Monday, April 25, 2011

What do you hear?

That's something I've always wondered about my dogs. I know their hearing is a zillion times keener than mine. Boo can hear the breathing and scratching of mice beneath the deep snow. Sherlock can here the soft rustle of a plastic bag from a dead sleep in another part of the house. Teddy, well in truth, Teddy doesn't hear much of anything anymore, bless his heart. What must it be like to live with those ears, that hearing?
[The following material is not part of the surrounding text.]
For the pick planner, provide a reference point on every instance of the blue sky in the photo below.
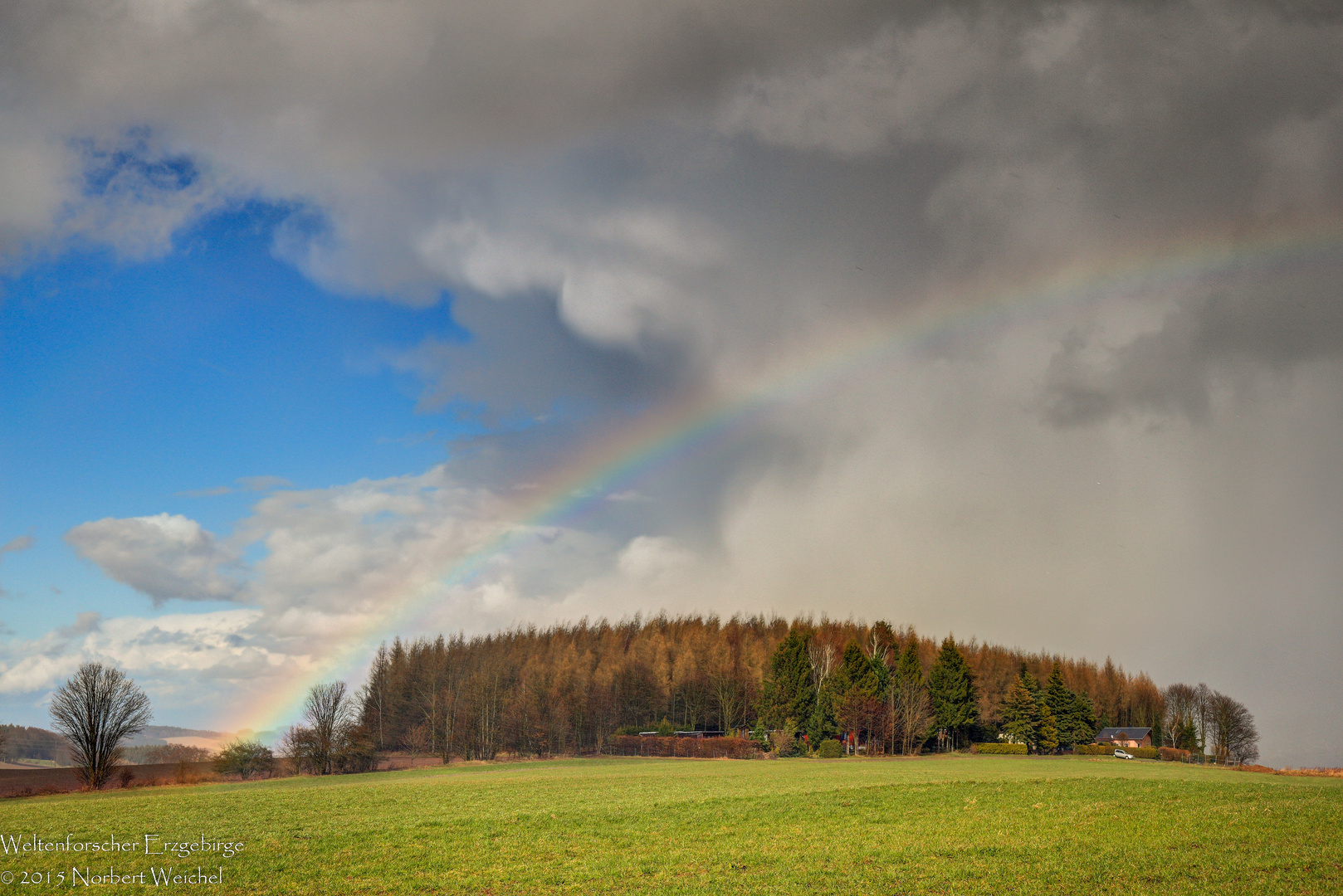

I pondered this daily as I wrote Tam's chapters in my book, A Dog's Way Home. What did he hear in the forest as he made his way home to his Girl?
What does Boo hear?

In this lovely poem by Lisel Mueller, she ponders the same question:

What the Dog Perhaps Hears


If an audible whistle blown between our lips
can send him home to us,
then silence is perhaps
the sound of spiders breathing
and roots mining the earth;
it may be asparagus heaving,
headfirst, into the light
and the long brown sound of cracked cups
when it happens.
We would like to ask the dog
if there is a continuous whir
because the child in the house keeps growing,
if the snake really stretches full length without a click
and the sun breaks through the clouds
without a decibel of effort;
whether autumn, when the trees
dry up their wells, there isn't a shutter
too high for us to hear.
What is it like up there
above the shut-off level
of our simple ears?
For us there was no birth-cry,
the newborn bird is suddenly here,
the egg broken, the nest alive,
and we heard nothing when the world changed.